En tout cas, mon père sembla presque aussitôt regretter cet inhabituel épanchement. Il écarta son assiette et commanda un café (« Un petit caoua, s’il vous plaît »).
Tripotant les manches de sa chemise, il me déclara – puisque je n’étudiais même pas mais me contentais de « glandouiller » – qu’il avait décidé de vendre l’appartement. Rosemary attendait un autre enfant, il voulait lui donner un coup de main.
– De plus, tu devais le repeindre, tu te rappelles ? C’était notre accord. De toute évidence, tu n’as strictement rien fait.
Je tentai de dissimuler la détresse dans laquelle cette nouvelle me plongeait en examinant ma focaccia au salami.
– Pas de problème. De toute façon, je pars m’installer en France dans quelques semaines. Le temps d’obtenir mon passeport.
– Avec quel argent ? Tu as perdu ton travail, tu as oublié ?
– J’ai économisé.
Il prit un air méprisant.
– C’est ça ! En faisant la plonge dans un restaurant français…
– C’est la vérité.
– On n’aurait jamais dû te laisser venir vivre ici tout seul.

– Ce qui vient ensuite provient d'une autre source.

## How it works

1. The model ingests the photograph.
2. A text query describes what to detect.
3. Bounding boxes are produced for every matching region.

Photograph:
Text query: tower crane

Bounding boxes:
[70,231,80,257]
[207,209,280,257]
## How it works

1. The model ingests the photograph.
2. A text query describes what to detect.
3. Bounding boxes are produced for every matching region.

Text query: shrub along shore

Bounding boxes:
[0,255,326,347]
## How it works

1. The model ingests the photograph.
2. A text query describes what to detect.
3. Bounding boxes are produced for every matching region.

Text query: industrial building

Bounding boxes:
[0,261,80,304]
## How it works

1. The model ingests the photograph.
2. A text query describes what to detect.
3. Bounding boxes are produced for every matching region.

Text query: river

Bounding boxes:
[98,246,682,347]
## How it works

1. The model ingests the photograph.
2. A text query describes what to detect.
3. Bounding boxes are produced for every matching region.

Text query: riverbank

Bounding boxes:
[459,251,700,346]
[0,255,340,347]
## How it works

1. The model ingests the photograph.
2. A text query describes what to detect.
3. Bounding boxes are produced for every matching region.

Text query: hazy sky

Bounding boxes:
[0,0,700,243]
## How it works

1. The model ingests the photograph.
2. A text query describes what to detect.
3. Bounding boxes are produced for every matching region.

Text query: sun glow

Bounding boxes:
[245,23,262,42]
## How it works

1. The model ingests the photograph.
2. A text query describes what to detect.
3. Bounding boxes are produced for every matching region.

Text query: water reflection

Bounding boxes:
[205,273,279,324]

Ton oncle est un imbécile, un bon à rien. Trop occupé à caracoler dans sa tenue en lycra. Le fautif, c’est moi. Il fallait te surveiller de plus près. Je ne te reconnais même plus.
Il s’interrompit pendant que la serveuse apportait le café.
– Tu ne te drogues pas, j’espère ?
Même si j’étais tenté de révéler tout ce qui s’était passé au cours des huit derniers mois, il n’en aurait pas cru ses oreilles. Je secouai la tête et pris une bouchée de mon déjeuner désormais froid.
On se fit des adieux maladroits, et je rentrai chez moi tard dans l’après-midi. Un petit message m’attendait, glissé sous la porte. Malgré sa brièveté, je reconnus l’écriture caractéristique de Sally, tout en boucles.